BC La technicité du ski de fond est un art en soi. Est-ce que les aspects du fartage, de la glisse, des points techniques du ski dans sa composition (matériau) sont des sujets qui te tiennent à coeur?

SP – Après plus de 40 ans de pratique, je maîtrise très bien la technicité du ski de fond. Par le passé, j’ai suivi des cours ici et là pour améliorer ma technique, en plus de compléter le niveau 1 de la formation de moniteur de ski. Quand je conseille un client dans le rayon de ski de fond, je n’hésite pas à partager mes connaissances sur le fartage, la glisse, les points techniques, etc.

 

BC À quoi penses-tu, sur une piste de ski? 
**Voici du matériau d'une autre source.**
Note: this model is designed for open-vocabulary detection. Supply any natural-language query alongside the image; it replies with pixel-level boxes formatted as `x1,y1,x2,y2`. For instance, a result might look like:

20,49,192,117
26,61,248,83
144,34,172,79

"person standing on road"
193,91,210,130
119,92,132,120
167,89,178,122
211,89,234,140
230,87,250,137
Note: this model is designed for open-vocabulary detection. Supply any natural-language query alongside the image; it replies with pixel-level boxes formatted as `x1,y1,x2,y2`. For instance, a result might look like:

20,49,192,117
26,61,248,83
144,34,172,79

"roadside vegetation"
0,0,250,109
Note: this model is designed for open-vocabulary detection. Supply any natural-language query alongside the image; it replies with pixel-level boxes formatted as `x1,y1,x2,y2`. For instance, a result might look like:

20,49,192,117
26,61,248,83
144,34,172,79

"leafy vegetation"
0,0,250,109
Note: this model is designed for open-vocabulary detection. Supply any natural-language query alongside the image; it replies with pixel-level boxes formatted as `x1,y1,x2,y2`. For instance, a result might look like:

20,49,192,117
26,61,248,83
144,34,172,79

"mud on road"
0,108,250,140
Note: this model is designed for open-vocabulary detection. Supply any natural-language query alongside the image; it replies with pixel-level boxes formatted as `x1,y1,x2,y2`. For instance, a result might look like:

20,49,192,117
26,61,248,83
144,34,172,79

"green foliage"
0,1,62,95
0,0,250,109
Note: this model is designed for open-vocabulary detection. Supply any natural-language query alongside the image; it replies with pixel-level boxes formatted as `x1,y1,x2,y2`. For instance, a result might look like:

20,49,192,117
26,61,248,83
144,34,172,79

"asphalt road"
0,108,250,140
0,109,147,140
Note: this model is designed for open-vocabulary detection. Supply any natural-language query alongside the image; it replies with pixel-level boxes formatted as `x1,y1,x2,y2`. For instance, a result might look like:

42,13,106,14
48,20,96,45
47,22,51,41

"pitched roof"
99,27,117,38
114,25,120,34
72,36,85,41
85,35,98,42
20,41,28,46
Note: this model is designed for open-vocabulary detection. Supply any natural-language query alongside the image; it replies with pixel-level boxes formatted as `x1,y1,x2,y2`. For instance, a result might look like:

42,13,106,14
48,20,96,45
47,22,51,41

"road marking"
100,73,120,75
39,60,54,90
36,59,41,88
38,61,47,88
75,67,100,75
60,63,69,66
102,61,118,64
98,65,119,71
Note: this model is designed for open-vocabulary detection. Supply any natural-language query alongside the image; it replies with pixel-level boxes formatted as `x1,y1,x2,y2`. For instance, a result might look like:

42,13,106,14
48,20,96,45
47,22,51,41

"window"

SP – À tout, bien honnêtement! Mon cerveau peut aller et venir ans toutes les directions de pensée. Si je suis préoccupé par quelque chose de spécifique, mes pensées convergeront vers cette chose. Si tout est au beau fixe – pour la plupart du temps heureusement – alors c’est là que les pensées s’entremêlent et voguent au gré du paysage…

 

On dit que le temps forge l’expérience… Stéphane l’a appris à ses dépends lorsqu’il s’est lancé pour la première fois en autonomie complète sur le parcours du MCS, en hiver 1996. Ayant pu grapiller ce qu’il pouvait d’équipement auprès de ses connaissances, il a bien fait rire de lui au moment de déballer son sac à dos! Sans doudoune et uniquement pourvu d’un sac de couchage 3 saisons pour se réchauffer, il n’allait pas bien loin cette nuit-là! Heureusement, ses compagnons de voyage ont pu lui prêter de quoi passer une nuit décente. La météo favorable (-5°C au minimum cette nuit-là) n’aura pas eu raison de lui. Il ne se fera plus jamais prendre au jeu!